Fängelse / The Devil’s Wanton (1949 – SUE)

O jovem diretor de cinema, Martin, recebe no set de filmagens a visita de seu antigo professor de matemática que acaba de sair de uma clínica psiquiátrica. O homem sente a necessidade de lhe contar a ideia de um roteiro que relaciona a Terra ao inferno. O tal professor só voltará novamente ao filme já em seu final, indagando sobre sua ideia e recebendo resposta do diretor que seria impossível dar um final àquela história. Então o professor resume que “a vida é só um arco cruel e sensual desde o nascimento até a tumba”.

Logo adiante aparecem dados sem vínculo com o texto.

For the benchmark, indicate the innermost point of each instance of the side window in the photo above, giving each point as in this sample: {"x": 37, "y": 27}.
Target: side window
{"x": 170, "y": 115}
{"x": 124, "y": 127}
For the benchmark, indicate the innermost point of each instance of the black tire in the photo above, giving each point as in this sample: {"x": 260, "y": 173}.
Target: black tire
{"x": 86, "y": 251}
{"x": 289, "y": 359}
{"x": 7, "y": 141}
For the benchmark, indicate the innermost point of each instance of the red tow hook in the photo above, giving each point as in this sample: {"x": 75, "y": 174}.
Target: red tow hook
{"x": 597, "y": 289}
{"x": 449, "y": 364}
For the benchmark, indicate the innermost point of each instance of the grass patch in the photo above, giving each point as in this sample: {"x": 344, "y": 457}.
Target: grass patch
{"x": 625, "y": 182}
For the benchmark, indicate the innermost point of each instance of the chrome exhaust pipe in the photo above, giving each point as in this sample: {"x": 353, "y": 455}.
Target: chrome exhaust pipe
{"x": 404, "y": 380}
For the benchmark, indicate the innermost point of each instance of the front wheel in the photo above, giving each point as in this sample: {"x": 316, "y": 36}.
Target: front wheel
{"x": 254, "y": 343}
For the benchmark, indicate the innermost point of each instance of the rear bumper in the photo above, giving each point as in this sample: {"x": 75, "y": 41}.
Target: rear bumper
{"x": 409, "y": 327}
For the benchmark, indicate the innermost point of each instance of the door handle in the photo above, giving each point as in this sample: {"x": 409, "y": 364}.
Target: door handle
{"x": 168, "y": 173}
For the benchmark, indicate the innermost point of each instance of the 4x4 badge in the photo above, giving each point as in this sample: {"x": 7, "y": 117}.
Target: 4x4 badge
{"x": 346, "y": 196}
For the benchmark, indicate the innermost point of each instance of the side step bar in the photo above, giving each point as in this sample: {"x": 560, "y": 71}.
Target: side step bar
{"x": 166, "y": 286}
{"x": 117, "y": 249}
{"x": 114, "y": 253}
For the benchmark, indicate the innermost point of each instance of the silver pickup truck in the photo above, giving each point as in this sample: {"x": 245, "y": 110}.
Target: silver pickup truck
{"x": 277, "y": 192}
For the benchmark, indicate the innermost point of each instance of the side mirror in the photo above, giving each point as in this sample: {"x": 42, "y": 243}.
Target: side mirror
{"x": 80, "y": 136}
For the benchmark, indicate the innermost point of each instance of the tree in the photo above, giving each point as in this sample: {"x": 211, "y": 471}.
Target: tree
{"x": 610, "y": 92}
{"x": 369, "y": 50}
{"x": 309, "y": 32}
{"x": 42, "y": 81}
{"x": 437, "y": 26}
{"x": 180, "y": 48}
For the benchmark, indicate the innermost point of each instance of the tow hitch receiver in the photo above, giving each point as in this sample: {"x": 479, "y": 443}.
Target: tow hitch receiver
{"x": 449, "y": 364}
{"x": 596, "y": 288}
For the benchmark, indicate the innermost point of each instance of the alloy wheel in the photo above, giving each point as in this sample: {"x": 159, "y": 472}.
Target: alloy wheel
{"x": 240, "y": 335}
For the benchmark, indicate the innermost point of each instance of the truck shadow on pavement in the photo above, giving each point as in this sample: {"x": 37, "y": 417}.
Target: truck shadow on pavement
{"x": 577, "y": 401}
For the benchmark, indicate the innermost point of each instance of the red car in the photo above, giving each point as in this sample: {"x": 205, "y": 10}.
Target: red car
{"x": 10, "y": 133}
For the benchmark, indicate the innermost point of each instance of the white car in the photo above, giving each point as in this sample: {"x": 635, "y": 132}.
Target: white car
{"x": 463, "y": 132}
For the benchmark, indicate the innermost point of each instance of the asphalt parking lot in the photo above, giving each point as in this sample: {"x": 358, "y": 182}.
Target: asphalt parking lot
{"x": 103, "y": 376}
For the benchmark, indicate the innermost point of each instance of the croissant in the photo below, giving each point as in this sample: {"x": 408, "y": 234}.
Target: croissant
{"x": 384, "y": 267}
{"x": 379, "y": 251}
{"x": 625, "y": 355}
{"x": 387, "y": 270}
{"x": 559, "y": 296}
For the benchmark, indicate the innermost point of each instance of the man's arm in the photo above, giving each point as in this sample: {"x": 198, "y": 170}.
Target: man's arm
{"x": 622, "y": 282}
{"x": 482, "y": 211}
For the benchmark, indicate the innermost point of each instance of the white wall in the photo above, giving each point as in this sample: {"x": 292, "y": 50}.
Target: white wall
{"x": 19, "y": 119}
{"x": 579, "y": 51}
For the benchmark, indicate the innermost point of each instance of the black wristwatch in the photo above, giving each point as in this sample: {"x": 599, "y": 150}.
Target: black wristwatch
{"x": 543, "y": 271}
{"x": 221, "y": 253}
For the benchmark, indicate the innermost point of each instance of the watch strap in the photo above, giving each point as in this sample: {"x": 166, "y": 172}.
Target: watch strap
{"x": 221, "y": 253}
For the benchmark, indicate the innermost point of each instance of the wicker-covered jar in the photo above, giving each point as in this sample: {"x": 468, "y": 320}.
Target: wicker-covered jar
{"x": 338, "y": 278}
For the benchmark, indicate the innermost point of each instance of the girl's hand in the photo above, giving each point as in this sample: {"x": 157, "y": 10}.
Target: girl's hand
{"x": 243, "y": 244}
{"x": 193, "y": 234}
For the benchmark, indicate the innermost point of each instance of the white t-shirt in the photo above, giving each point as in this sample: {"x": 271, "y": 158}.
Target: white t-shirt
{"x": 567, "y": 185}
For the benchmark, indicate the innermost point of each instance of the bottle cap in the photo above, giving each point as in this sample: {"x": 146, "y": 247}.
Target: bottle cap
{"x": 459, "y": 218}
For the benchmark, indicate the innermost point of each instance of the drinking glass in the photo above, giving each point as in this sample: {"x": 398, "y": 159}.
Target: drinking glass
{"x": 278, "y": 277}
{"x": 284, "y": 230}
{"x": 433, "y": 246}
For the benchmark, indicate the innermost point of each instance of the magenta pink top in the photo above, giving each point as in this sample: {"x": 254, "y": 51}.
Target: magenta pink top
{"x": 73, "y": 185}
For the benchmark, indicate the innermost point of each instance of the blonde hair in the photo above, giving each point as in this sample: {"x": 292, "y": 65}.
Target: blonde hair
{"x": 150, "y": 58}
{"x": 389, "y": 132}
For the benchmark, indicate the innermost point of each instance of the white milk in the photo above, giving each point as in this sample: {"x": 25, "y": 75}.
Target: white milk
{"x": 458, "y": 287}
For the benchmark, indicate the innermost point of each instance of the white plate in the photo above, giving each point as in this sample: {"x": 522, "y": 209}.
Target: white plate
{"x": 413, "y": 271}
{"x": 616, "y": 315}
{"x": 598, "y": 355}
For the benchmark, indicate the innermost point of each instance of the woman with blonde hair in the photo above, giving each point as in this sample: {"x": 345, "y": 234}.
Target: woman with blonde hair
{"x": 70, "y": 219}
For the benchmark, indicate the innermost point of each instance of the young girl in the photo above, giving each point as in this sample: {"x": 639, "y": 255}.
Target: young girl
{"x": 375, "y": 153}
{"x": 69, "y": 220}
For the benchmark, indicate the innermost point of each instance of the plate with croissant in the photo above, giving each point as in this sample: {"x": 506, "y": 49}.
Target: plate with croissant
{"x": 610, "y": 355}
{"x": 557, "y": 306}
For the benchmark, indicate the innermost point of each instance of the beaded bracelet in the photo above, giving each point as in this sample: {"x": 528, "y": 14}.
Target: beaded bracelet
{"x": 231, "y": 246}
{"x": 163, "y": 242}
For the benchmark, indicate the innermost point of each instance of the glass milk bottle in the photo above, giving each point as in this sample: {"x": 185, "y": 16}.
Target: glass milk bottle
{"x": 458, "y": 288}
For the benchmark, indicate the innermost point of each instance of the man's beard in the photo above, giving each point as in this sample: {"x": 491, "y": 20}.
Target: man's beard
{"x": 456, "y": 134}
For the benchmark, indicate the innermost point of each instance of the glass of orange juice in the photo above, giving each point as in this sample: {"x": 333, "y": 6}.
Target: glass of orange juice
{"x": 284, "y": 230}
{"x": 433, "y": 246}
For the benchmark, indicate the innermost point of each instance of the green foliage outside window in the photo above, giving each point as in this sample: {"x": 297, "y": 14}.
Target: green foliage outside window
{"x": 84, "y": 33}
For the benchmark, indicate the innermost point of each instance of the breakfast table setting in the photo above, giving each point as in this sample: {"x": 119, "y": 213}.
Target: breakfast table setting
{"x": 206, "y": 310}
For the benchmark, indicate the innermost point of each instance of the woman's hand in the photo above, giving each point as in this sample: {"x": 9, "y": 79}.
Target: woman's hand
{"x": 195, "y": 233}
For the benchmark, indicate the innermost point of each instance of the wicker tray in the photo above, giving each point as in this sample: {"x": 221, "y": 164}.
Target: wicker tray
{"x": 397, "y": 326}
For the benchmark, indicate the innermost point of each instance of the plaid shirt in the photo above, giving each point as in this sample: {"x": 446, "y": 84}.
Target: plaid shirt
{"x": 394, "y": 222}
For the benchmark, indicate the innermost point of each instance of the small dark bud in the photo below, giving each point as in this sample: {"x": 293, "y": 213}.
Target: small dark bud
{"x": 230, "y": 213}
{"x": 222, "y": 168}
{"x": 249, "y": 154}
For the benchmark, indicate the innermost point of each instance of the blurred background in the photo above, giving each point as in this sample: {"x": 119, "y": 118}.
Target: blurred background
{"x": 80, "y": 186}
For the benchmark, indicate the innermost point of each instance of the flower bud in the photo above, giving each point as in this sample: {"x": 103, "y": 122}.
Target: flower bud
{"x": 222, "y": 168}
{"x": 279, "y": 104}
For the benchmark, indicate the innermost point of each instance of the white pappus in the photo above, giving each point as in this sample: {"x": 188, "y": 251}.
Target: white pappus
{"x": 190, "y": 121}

Até se chegar a essa afirmação teremos percorrido um filme dentro de outro, outro amigo de Martin vem com uma noticia de jornal que segundo ele poderia ser um filme. As filmagens começam, seriam elas filmagens reais ou apenas a imaginação de um roteirista? A história se mistura entre a relação do diretor com seu amigo jornalista e do filme sobre a prostituta que pasta nas mãos do cafetão. Desde o arco que abre e fecha o filme até a metalinguagem de uma história que não sabemos se está sendo filmada formam uma espécie de abre-alas dos temas que marcariam toda a carreira de Ingmar Bergman, estão lá a psicologia e o sofrimento, a fé e a sexualidade, a loucura e a morte. Um filme-prefácio?